Treatise on Invertebrate Paleontology (1953):
- Like Stomatopora but proximal part of zooecium constricted for union with preceding one.
- Zoarium adnate, consisting of simple, subtubular zooecia arranged in single-branched series; zooecia over-pyriform to elongate clavate, the proximal end constricted and united with the preceding zooecium by a narrow, tubular stolon of variable length; the distal portion more or less expanded and bearing on its frontal side the aperture which is subterminal, circular, and inclosed by a more or less distinct, slightly elevated peristome; walls finely porous.
- Genotype, Stomatopora delicatula James. Ordovician of America and Europe. Range of
genus, base of Ordovician to the close of Mesozoic; probably also Cenozoic.
- The closest ally of Corynotrypa is undoubtedly the well-known and even more widely distributed and longer-lived Stomatopora. The two genera agree in having an incrusting zoarium composed of simple, porous, tubular zooecia arranged uniserially. Corynotrypa differs from Stomatopora most obviously in the constriction of the proximal end of the zooecium, giving it the characteristic clavate to pyriform shape which causes each to stand out as an individual. In Stomatopora the successive zooecia form a narrow branch with more or less parallel sides in which the individuals are scarcely delimitable except by their apertural opening.
- Among the species referred to Corynotrypa, the proximal constriction is more evident in those assigned to the C. inflate and the C. delicatula groups discussed later but becomes less marked in such forms as C. canadensis and C. dissimilis. The last two represent a third group in which the generic relationship to Stomatopora is much more obvious. In addition to the shape of the zooecium, the aperture in Corynotrypa likewise presents good generic characters.
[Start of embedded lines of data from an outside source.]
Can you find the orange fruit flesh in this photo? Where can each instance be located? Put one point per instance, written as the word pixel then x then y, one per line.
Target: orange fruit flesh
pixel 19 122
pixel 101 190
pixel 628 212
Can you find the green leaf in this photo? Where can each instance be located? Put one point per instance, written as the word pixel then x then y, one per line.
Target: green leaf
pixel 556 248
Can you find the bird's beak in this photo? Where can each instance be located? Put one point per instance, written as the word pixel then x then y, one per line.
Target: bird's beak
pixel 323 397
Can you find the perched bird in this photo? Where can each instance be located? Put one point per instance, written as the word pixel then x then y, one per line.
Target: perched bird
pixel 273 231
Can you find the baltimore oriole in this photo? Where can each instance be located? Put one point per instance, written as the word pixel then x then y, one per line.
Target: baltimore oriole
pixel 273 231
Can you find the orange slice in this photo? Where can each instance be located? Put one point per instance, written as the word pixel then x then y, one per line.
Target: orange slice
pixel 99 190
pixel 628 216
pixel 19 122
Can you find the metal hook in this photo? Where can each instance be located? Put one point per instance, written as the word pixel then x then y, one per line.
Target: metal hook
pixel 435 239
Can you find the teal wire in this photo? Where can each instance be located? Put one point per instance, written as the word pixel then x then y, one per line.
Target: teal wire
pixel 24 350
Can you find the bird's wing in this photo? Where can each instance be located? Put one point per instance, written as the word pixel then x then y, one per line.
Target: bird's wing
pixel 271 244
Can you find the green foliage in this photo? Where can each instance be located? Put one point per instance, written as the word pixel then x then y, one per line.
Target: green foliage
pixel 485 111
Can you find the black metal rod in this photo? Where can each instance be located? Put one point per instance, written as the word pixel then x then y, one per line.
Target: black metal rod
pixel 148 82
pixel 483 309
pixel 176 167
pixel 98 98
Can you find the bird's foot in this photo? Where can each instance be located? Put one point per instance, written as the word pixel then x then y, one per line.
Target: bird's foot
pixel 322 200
In typical Stomatopora the aperture is exsert, usually slightly tilted forward, and often almost equals the zoarial branch in diameter. CorynotrypaC. dissimilis group of Corynotrypa, the nearer relation to Stomatopora is again expressed, in that the zooecial apertures are occasionally exsert and of unusual width.
- Altogether it is believed that the club-shaped zooecia produced by the constriction of the proximal end, and the small, neatly constricted aperture with low peristomes, constitute sufficient characters to justify a new genus, although it is recognized that several intermediate forms exist between this genus and Stomatopora, as here restricted.
- This new cyclostomatous genus, in its method of growth and general shape of the zooecia is quite similar to genera of other orders, an occurrence which is not unusual in the Bryozoa. Such species as Corynotrypa nitida or C. tenuichorda are exceedingly like elongate, delicate forms of Hippothoa, and might readily be confused. The latter genus, however, a representative of the Chilostomate, has a sinus in the lower margin of the aperture and an occasional well-marked zooecium, as well as a very delicate surface ornamentation quite different, on close examination, from the simple punctate structure of Corynotrypa. Among the Ctenostomata such genera as the recent Arachnidium and the fossil Rhopalonaria are so similar in general shape to Corynotrypa that at least one species of the last genus was originally referred to the second.